El conductor, mientras existió, entregaba al pasajero un comprobante por su pago y accionaba una manecilla para que ese pago quedara registrado en un contador. El pasajero conservaba su comprobante mientras estuviese a bordo del ómnibus, porque debía mostrarlo al inspector, que subía esporádicamente al vehículo, si se lo solicitaba. Le hacía entonces el inspector una pequeña marca con un lápiz y devolvía el comprobante al viajero. Cotejaba además los comprobantes entregados por el conductor con la cantidad registrada en el reloj: tenían que coincidir.

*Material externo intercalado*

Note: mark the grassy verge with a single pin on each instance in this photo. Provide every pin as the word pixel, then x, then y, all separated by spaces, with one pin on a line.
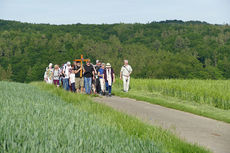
pixel 35 121
pixel 165 140
pixel 155 97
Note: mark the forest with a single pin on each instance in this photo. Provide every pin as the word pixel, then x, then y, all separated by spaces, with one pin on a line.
pixel 161 50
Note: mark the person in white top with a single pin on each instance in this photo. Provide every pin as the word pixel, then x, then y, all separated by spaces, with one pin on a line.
pixel 66 72
pixel 72 80
pixel 125 73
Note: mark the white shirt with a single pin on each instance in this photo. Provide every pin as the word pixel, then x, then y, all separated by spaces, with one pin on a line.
pixel 72 78
pixel 67 71
pixel 126 70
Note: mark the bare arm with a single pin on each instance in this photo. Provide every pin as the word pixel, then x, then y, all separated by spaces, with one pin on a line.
pixel 114 79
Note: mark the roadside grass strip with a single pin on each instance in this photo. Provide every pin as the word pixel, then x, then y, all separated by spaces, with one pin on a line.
pixel 164 140
pixel 184 95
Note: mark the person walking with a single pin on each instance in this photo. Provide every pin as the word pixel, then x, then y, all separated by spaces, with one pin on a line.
pixel 125 73
pixel 79 81
pixel 56 75
pixel 102 81
pixel 48 76
pixel 109 77
pixel 66 73
pixel 72 80
pixel 88 76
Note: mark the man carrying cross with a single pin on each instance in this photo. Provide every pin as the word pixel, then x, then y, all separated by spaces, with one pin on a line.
pixel 125 73
pixel 79 80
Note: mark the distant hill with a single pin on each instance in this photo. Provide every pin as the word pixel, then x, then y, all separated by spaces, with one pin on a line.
pixel 166 49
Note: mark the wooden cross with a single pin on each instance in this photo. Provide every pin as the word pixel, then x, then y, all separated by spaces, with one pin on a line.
pixel 81 60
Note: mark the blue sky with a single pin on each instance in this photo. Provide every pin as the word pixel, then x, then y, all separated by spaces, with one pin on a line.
pixel 116 11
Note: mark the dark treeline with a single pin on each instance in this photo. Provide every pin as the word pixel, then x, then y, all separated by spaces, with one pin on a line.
pixel 168 49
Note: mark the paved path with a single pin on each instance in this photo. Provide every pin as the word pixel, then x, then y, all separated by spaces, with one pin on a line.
pixel 213 134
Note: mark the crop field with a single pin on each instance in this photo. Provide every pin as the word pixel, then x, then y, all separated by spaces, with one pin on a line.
pixel 211 92
pixel 209 98
pixel 41 118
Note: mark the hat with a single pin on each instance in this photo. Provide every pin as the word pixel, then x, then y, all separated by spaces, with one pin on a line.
pixel 108 65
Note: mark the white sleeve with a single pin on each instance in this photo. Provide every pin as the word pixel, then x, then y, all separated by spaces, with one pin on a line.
pixel 130 69
pixel 122 69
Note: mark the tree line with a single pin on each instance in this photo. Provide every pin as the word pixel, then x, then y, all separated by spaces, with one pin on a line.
pixel 167 49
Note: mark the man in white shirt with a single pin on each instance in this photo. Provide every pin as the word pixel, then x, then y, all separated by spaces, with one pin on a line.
pixel 125 73
pixel 66 72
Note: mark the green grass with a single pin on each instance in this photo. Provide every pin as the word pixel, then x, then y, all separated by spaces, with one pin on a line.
pixel 172 94
pixel 167 141
pixel 42 118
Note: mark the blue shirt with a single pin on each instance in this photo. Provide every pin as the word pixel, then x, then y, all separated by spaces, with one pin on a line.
pixel 101 72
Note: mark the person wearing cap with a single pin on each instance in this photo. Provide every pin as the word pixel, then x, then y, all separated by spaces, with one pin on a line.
pixel 66 73
pixel 125 73
pixel 56 75
pixel 88 76
pixel 102 81
pixel 109 77
pixel 48 76
pixel 79 80
pixel 97 80
pixel 72 80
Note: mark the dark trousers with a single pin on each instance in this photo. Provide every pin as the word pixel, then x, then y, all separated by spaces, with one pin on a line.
pixel 98 86
pixel 108 88
pixel 73 87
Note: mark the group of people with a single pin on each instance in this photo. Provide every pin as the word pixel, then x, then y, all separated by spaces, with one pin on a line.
pixel 87 78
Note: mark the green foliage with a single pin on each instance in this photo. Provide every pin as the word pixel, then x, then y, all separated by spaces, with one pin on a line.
pixel 131 126
pixel 207 98
pixel 36 121
pixel 53 120
pixel 170 49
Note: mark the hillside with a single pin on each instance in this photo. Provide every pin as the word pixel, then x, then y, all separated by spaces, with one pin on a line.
pixel 169 49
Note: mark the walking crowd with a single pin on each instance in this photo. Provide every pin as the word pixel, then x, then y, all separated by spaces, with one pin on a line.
pixel 88 78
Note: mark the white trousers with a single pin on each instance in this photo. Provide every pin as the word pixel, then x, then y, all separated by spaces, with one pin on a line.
pixel 102 83
pixel 126 81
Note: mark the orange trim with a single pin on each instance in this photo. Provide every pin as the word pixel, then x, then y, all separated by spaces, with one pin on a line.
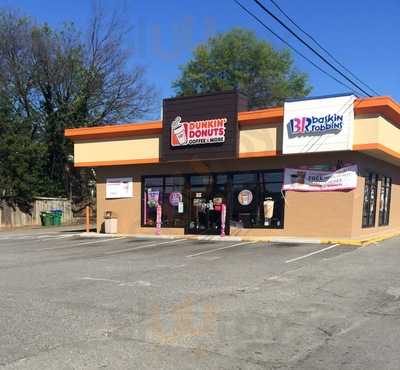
pixel 380 105
pixel 117 163
pixel 377 146
pixel 269 153
pixel 100 132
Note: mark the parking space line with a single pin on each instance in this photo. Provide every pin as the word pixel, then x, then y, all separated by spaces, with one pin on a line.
pixel 144 246
pixel 57 237
pixel 218 249
pixel 84 243
pixel 311 254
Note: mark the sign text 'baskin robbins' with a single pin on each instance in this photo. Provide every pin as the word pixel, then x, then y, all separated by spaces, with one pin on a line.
pixel 211 131
pixel 318 125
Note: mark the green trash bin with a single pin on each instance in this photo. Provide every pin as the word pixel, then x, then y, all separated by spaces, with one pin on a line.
pixel 47 218
pixel 57 216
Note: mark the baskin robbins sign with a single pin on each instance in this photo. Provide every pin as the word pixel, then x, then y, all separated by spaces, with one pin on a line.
pixel 202 127
pixel 318 125
pixel 209 131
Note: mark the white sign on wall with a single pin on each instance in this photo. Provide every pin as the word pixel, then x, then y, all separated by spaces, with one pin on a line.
pixel 119 187
pixel 312 180
pixel 318 125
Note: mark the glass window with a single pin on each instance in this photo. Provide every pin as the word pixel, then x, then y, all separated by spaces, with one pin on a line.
pixel 245 178
pixel 257 200
pixel 384 203
pixel 369 206
pixel 167 192
pixel 273 199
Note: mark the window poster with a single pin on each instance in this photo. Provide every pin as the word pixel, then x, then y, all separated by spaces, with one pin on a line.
pixel 119 187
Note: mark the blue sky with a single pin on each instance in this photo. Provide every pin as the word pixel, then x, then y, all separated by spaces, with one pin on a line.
pixel 362 34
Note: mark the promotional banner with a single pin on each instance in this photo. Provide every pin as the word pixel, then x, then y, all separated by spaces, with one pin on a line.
pixel 158 220
pixel 311 180
pixel 121 187
pixel 318 125
pixel 201 127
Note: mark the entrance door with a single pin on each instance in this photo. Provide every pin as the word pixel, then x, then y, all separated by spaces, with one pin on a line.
pixel 207 194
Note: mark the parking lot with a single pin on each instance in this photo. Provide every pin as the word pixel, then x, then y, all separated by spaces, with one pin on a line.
pixel 71 302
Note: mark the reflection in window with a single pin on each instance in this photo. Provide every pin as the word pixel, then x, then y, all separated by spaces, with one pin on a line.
pixel 257 200
pixel 384 204
pixel 167 192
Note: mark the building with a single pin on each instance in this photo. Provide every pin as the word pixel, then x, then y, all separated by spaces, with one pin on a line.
pixel 321 167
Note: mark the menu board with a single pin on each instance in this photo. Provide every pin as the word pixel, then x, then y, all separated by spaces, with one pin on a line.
pixel 119 187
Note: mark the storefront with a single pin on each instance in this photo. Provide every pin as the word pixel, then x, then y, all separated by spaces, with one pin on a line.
pixel 323 167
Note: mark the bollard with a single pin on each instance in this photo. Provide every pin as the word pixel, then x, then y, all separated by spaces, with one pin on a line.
pixel 87 218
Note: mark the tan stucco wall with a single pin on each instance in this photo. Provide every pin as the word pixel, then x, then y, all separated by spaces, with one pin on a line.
pixel 262 138
pixel 265 139
pixel 324 215
pixel 117 149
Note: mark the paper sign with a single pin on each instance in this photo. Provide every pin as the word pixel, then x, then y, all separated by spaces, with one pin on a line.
pixel 310 180
pixel 119 187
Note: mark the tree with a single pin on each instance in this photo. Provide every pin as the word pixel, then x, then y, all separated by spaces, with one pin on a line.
pixel 56 79
pixel 238 60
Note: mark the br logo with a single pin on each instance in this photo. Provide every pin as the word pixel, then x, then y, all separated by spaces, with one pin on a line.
pixel 183 322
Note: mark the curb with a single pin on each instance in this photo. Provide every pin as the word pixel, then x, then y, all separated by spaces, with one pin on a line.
pixel 288 240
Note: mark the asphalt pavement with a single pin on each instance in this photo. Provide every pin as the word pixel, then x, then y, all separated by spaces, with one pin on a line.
pixel 69 302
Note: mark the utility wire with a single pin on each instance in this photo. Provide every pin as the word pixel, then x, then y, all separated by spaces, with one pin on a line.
pixel 324 49
pixel 294 49
pixel 261 5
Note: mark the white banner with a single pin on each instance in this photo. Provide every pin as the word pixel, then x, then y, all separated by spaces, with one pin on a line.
pixel 311 180
pixel 318 125
pixel 119 187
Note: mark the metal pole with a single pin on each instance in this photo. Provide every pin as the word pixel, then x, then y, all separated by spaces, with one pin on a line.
pixel 87 218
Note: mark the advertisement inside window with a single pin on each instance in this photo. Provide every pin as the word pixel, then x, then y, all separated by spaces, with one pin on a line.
pixel 318 125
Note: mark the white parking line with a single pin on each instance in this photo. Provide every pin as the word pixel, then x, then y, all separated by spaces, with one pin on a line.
pixel 143 246
pixel 84 243
pixel 311 254
pixel 218 249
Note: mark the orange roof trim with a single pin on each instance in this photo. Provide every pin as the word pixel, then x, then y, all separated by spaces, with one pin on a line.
pixel 100 132
pixel 381 105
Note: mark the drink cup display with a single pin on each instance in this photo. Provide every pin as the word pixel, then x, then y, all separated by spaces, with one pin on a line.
pixel 179 130
pixel 301 176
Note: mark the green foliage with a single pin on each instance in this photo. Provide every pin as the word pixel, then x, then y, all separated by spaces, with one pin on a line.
pixel 51 80
pixel 238 60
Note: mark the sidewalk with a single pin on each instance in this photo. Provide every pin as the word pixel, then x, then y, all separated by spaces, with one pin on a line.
pixel 38 228
pixel 287 240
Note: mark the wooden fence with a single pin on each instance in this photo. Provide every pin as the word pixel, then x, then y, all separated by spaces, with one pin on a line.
pixel 14 216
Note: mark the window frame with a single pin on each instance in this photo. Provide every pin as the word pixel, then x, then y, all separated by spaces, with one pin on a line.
pixel 229 184
pixel 385 198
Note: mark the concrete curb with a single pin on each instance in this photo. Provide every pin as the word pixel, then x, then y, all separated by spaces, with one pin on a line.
pixel 362 242
pixel 286 240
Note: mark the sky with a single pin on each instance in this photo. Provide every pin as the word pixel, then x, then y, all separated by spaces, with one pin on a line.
pixel 362 34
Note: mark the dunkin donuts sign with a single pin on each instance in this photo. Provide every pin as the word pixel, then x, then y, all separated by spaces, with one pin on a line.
pixel 210 131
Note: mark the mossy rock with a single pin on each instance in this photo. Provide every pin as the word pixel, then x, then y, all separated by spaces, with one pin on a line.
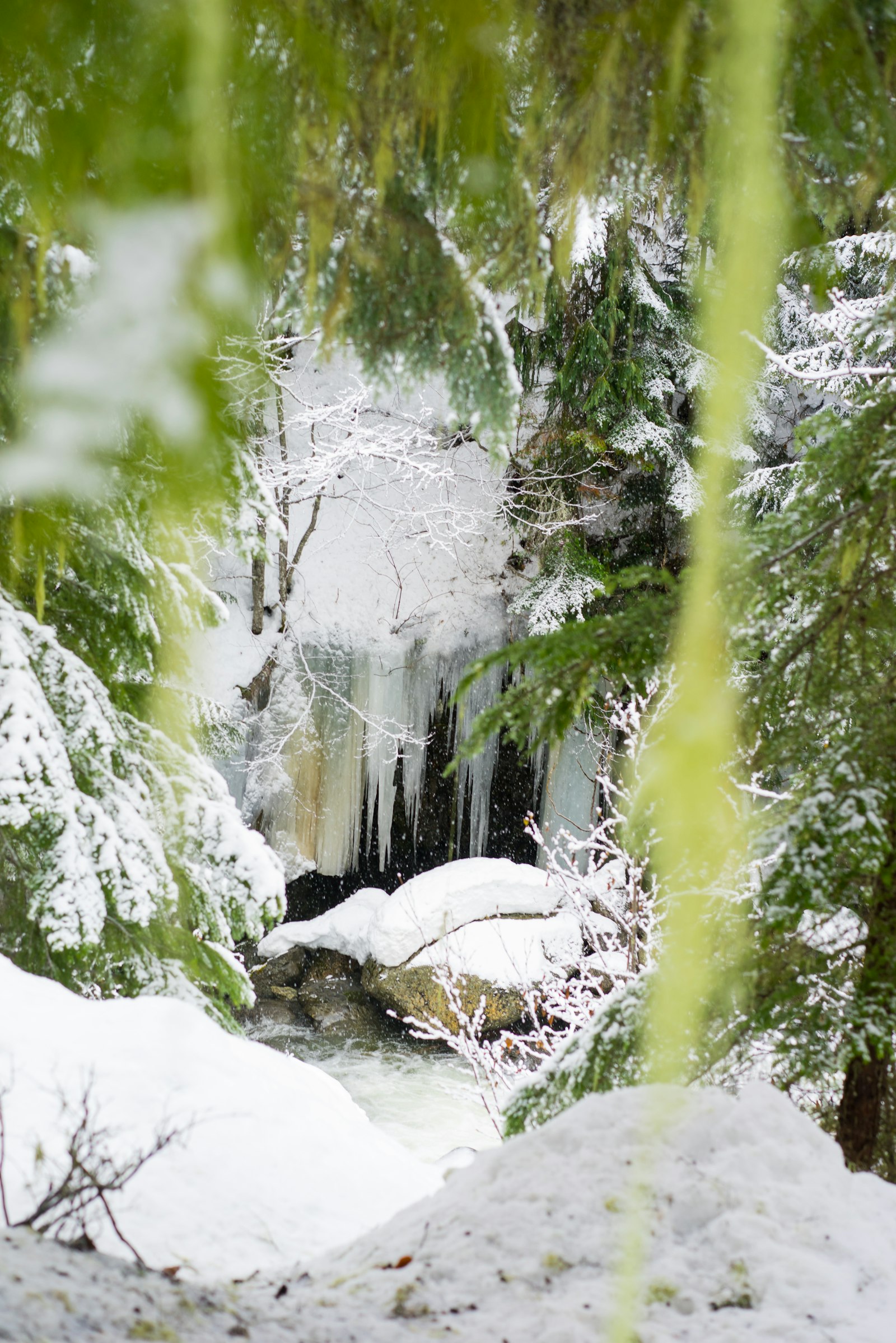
pixel 415 992
pixel 281 973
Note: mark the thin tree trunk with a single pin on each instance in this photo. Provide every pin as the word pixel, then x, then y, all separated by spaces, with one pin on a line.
pixel 283 557
pixel 258 580
pixel 860 1110
pixel 866 1083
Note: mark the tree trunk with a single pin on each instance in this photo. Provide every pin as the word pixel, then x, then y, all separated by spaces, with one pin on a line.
pixel 283 557
pixel 866 1083
pixel 258 580
pixel 860 1110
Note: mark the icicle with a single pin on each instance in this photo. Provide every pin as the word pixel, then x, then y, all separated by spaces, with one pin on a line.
pixel 569 800
pixel 330 739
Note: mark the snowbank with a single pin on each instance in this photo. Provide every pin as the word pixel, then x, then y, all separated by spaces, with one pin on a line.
pixel 278 1165
pixel 507 952
pixel 445 899
pixel 754 1229
pixel 345 928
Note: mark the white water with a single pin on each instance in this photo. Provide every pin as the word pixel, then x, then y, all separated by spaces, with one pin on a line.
pixel 420 1095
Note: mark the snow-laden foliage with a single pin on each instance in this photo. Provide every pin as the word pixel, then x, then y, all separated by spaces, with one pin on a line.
pixel 562 591
pixel 611 377
pixel 109 829
pixel 572 1019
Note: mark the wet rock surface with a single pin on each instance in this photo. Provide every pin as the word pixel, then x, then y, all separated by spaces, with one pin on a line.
pixel 332 996
pixel 416 992
pixel 283 973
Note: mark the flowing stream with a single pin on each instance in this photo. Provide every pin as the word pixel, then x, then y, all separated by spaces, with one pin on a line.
pixel 422 1095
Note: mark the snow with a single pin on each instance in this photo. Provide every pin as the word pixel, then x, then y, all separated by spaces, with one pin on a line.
pixel 276 1162
pixel 445 899
pixel 344 928
pixel 424 1098
pixel 130 352
pixel 400 586
pixel 753 1229
pixel 507 952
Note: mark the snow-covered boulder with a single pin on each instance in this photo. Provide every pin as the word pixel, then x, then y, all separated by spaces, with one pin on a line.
pixel 493 926
pixel 276 1161
pixel 445 899
pixel 491 959
pixel 347 928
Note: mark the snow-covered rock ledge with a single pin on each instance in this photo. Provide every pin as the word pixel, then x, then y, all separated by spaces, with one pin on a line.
pixel 494 927
pixel 753 1230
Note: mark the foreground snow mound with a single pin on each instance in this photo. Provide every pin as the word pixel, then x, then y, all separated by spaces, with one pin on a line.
pixel 753 1229
pixel 445 899
pixel 276 1162
pixel 347 928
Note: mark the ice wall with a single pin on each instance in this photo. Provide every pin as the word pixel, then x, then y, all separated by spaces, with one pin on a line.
pixel 328 747
pixel 571 793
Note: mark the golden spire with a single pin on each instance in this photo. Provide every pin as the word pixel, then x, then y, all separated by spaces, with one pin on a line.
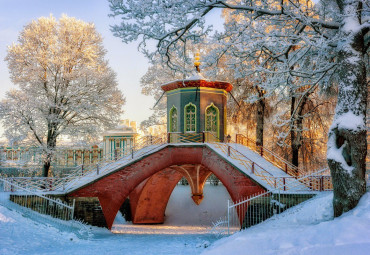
pixel 196 62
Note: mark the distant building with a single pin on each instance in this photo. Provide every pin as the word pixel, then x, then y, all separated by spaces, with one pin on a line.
pixel 115 142
pixel 118 140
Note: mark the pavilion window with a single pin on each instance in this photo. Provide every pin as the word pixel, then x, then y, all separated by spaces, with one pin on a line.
pixel 173 119
pixel 212 119
pixel 190 118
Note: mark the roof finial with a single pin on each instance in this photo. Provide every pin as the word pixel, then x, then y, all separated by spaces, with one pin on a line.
pixel 196 62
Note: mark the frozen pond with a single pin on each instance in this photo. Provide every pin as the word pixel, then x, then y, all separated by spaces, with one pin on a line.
pixel 185 231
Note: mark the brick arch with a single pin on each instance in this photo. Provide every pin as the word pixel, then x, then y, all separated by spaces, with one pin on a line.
pixel 114 188
pixel 149 199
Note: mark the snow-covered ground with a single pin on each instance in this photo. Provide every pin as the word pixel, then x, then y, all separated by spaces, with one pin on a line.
pixel 184 232
pixel 308 228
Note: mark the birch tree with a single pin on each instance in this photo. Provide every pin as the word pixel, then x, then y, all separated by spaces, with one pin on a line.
pixel 64 84
pixel 295 43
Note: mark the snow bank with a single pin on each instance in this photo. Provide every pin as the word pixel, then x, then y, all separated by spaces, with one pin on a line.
pixel 305 229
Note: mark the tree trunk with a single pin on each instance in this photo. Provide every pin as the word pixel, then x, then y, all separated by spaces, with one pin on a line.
pixel 347 136
pixel 297 127
pixel 261 106
pixel 46 168
pixel 49 152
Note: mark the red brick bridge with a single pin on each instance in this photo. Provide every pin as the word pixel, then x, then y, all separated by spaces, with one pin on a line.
pixel 149 181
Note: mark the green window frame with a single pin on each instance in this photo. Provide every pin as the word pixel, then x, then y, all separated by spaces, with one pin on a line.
pixel 173 117
pixel 190 115
pixel 212 120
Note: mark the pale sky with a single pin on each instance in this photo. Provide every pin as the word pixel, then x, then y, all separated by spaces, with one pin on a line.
pixel 129 64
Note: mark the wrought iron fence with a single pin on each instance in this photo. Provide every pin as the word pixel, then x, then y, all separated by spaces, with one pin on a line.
pixel 42 204
pixel 258 207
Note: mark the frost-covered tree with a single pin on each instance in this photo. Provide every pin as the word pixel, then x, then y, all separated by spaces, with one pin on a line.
pixel 297 46
pixel 65 86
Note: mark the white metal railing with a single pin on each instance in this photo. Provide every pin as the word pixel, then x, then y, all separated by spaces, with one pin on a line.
pixel 44 205
pixel 48 184
pixel 261 206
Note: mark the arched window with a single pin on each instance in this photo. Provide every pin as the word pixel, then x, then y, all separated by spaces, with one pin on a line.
pixel 212 120
pixel 190 117
pixel 173 119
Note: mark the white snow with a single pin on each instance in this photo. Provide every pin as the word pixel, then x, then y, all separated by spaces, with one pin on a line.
pixel 195 77
pixel 272 170
pixel 350 121
pixel 185 230
pixel 308 228
pixel 336 154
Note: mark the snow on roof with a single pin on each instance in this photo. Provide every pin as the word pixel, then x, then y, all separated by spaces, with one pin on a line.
pixel 120 130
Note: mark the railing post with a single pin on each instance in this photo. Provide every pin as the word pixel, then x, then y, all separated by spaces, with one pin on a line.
pixel 228 217
pixel 73 208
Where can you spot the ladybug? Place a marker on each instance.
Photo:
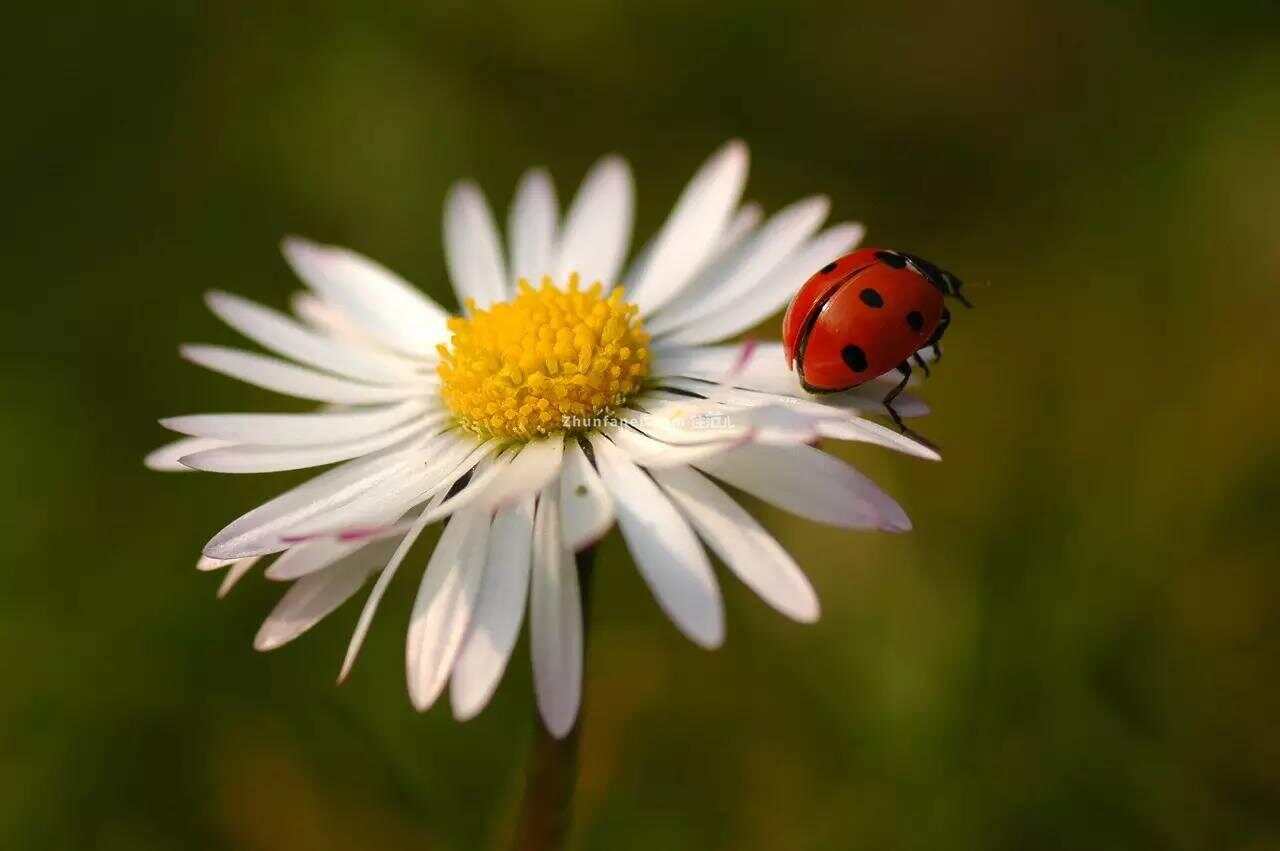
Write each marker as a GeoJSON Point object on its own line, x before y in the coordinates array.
{"type": "Point", "coordinates": [864, 315]}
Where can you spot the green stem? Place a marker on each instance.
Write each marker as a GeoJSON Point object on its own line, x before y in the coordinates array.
{"type": "Point", "coordinates": [551, 773]}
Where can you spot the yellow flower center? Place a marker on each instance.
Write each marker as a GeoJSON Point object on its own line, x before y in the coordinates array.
{"type": "Point", "coordinates": [547, 361]}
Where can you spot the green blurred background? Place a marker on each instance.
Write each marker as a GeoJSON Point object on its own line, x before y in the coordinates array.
{"type": "Point", "coordinates": [1077, 648]}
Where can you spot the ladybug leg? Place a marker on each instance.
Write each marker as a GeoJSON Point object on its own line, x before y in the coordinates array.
{"type": "Point", "coordinates": [920, 362]}
{"type": "Point", "coordinates": [905, 369]}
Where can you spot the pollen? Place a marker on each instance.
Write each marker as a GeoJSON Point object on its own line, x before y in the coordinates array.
{"type": "Point", "coordinates": [549, 360]}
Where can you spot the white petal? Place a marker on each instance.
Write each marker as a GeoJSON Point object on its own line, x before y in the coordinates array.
{"type": "Point", "coordinates": [586, 508]}
{"type": "Point", "coordinates": [375, 596]}
{"type": "Point", "coordinates": [650, 452]}
{"type": "Point", "coordinates": [282, 376]}
{"type": "Point", "coordinates": [773, 292]}
{"type": "Point", "coordinates": [167, 457]}
{"type": "Point", "coordinates": [808, 483]}
{"type": "Point", "coordinates": [254, 458]}
{"type": "Point", "coordinates": [528, 472]}
{"type": "Point", "coordinates": [471, 247]}
{"type": "Point", "coordinates": [328, 319]}
{"type": "Point", "coordinates": [554, 622]}
{"type": "Point", "coordinates": [375, 298]}
{"type": "Point", "coordinates": [443, 608]}
{"type": "Point", "coordinates": [499, 611]}
{"type": "Point", "coordinates": [868, 431]}
{"type": "Point", "coordinates": [598, 225]}
{"type": "Point", "coordinates": [310, 599]}
{"type": "Point", "coordinates": [694, 228]}
{"type": "Point", "coordinates": [744, 222]}
{"type": "Point", "coordinates": [531, 227]}
{"type": "Point", "coordinates": [238, 570]}
{"type": "Point", "coordinates": [766, 371]}
{"type": "Point", "coordinates": [664, 549]}
{"type": "Point", "coordinates": [284, 335]}
{"type": "Point", "coordinates": [310, 557]}
{"type": "Point", "coordinates": [300, 429]}
{"type": "Point", "coordinates": [741, 543]}
{"type": "Point", "coordinates": [435, 472]}
{"type": "Point", "coordinates": [722, 284]}
{"type": "Point", "coordinates": [257, 532]}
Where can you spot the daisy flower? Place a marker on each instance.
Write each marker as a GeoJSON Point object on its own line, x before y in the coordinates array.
{"type": "Point", "coordinates": [558, 403]}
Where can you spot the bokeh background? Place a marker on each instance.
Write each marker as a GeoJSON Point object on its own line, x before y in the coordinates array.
{"type": "Point", "coordinates": [1077, 648]}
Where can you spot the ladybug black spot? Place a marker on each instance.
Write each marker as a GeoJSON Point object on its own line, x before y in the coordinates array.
{"type": "Point", "coordinates": [854, 357]}
{"type": "Point", "coordinates": [890, 259]}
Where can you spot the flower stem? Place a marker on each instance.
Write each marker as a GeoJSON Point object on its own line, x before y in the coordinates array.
{"type": "Point", "coordinates": [551, 773]}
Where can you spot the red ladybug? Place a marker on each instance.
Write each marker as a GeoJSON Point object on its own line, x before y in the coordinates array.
{"type": "Point", "coordinates": [864, 315]}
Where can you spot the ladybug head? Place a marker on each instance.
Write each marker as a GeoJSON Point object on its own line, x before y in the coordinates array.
{"type": "Point", "coordinates": [946, 283]}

También el inspector, sin subir al ómnibus, chequeaba la hora en que el vehículo llegaba a determinada parada, pues el chofer debía hacer el recorrido dentro de un horario estricto. ¡Ah!, el conductor siempre tenía menudo para el cambio. El pasajero pagaba, digamos, con un realito y el hombre le devolvía los dos centavos.
Mientras el precio del pasaje se mantuvo en ocho centavos, existió la transferencia. Si el pasajero debía proseguir viaje, porque la guagua que había tomado no llegaba adonde él lo necesitaba, pedía una transferencia que, por dos centavos adicionales, le permitía seguir su recorrido en un ómnibus de la misma empresa. El comprobante de la transferencia era más largo que el del pasaje y el conductor antes de entregarlo, con un ponchador, le marcaba la hora y el lugar donde el pasajero haría el cambio de ómnibus.
Había mucha vida en torno a los paraderos. En las inmediaciones del de la Víbora se hallaban las cafeterías El Asia y El Recreo, los cafés Central y La Conferencia, el Gran Cinema, la clínica Lourdes, la librería La Polilla, la farmacia San Ramón, uno de los establecimientos de las Cadenas Brito y otras tiendas de confecciones textiles, guaraperas, expendios de ostiones, etc.
Lo mismo sucedía en los alrededores de las paradas con gran afluencia de público, como la de Diez de Octubre entre Estrada Palma y Luis Estévez. Allí estaban los cafés Récords con vidriera de apuntaciones incluida, León y Los Castellanos, la cafetería Noche y Día, la tienda La Campana y otro establecimiento de las cadenas Brito, llamado después Tejidos Brimart —Brito-Martínez—, la tintorería Barros, el cine y la florería Tosca, una gran barbería, una mueblería y la panadería La Marina, sin contar la venta en los portales como el puesto de Josefina Siré, con fritas que podían considerarse, junto a las de Sebastián Carro, entre las mejores de la ciudad.
La panadería de la Esquina de Tejas, anunciaba: «Pan caliente cada 15 minutos». Pero la más famosa panadería, o una de las más famosas, era la de Toyo. Aunque está emplazada en un edificio moderno, es lo más antiguo de la zona. Se inauguró en 1832. En los años 40 había en Toyo una fonda famosa por su caldo gallego.
Faltaría hablar de las guaguas de palo, aquellos ómnibus de madera, con las puertas permanentemente abiertas porque no había cómo cerrarlas y que tenían el motor dentro de la propia cabina, a la derecha del chofer. Y del carro de la confronta, que circulaba entre las 12 de la noche —o un poco antes— y las 4:50 de la mañana, cuando salía el primer carro de línea. Faltaría aludir a personajes que subían al ómnibus sin ser precisamente pasajeros: billeteros, vendedores ambulantes de los productos más variados, voceadores de periódicos, limosneros. No faltaba el que, acompañado de su guitarra, entonaba, con el consentimiento tácito del conductor, una canción y, al finalizarla, recorría el vehículo hasta el fondo y a la voz de «Ayude al artista cubano» pasaba el sombrero a fin de que los pasajeros lo recompensaran con alguna moneda.
Era la época. Hoy la música grabada se ha adueñado, a altos volúmenes, de muchas guaguas, guste o no al viajero, y no es raro que en los interiores del vehículo luzcan garabateados los nombres de algunos pasajeros que quisieron perpetuarse, ni que el ómnibus detenga su marcha 40 o 50 metros antes o después de la parada establecida. El pasajero protesta, pero acaba resignándose.